'Fix It Or Exit': The Stark Situation Facing Lebanese Banks

Long renowned for being one of the best banking systems in the world and resilient to crises, the moment of truth has arrived in Lebanon.
If Lebanese banks fail to increase their capital by 20 percent by the end of February 2021 they have to exit the market, according to Central Bank governor Riad Salameh.
Sounding the “fix it or exit” alarm, he said he could not speculate how many banks would exit the market. Those leaving would do so by giving their shares to the central bank and deposits would be preserved because there would be no "bankruptcy situation”, he added.

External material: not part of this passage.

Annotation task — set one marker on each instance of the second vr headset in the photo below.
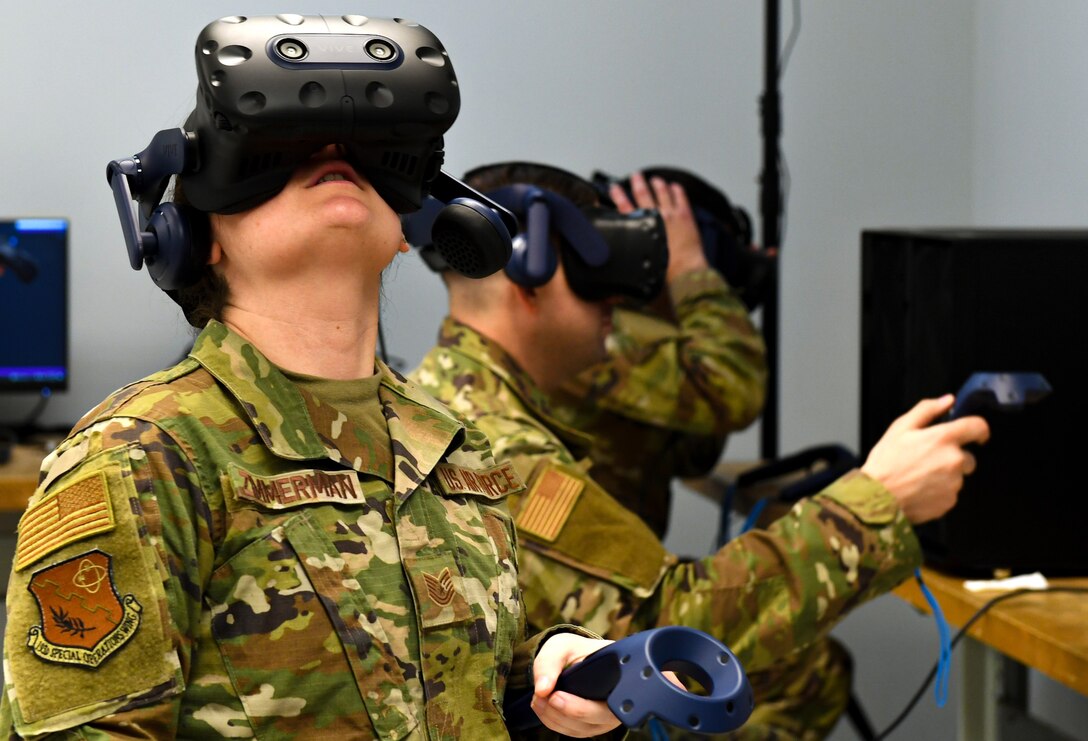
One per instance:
(275, 89)
(604, 252)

Salameh’s warning came after the central bank issued a series of circulars asking banks to boost capital and offer clients securities in return for their deposits, as part of moves to revive the banking sector, which has been crippled by the financial meltdown.

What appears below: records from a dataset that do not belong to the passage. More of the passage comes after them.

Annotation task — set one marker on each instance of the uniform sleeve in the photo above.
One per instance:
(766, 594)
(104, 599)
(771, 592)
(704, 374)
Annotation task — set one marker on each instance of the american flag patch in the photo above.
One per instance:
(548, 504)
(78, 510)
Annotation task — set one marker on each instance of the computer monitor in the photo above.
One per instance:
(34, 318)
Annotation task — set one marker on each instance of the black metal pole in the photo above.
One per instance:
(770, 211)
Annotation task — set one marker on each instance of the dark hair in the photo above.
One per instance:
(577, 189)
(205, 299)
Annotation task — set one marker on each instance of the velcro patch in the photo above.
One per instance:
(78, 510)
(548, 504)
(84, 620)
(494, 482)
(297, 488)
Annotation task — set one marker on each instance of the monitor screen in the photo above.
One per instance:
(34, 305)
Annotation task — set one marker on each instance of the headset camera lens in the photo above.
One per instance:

It is a far cry from 2011 when six Lebanese banks were named among the top 10 strongest commercial banks in the Middle East.
The central bank said lenders should urge clients who transferred at least $500,000 abroad from July 2017 until now to deposit 15 percent of the amount for five years within Lebanon. Politically exposed persons (PEP) should deposit 30 percent of the amount transferred, in order to boost liquidity, it said.
Officials have in the past accused bankers of transferring billions of dollars outside Lebanon to evade capital controls and protect their money during the crisis.
“The circulars issued by the Central Bank are important steps to improve the liquidity, solvency, capital adequacy and governance of the banking system to help reinforce the overall financial standing of banks and regain the overall confidence factor with time.”, Marwan Barkat, group chief economist and head of research of Bank Audi told Arabian Business.
But he added: “This has yet to be accompanied with strict adjustment measures on behalf of the State to adjust its public finances, which remain the main vulnerability of the country’s economy and its financial system.”
As the Central Bank of Lebanon predicted losses of 45 percent in the holdings of Treasury bonds in foreign currency, the local banks were informed to set aside provisions for a loss of 1.89 percent on their hard currency deposits with the Central Bank, with maturities of less than a year, without accounting for losses on their holdings of certificates of deposit in Lebanese pounds.
The banks have a five-year period to set aside the provisions, which could be extended to ten years, subject to the approval of the Central Bank.
It seems the old Lebanese banking system relying on overseas dollars and paying higher interest rates to attract funds is over, but the new system is yet to be drafted.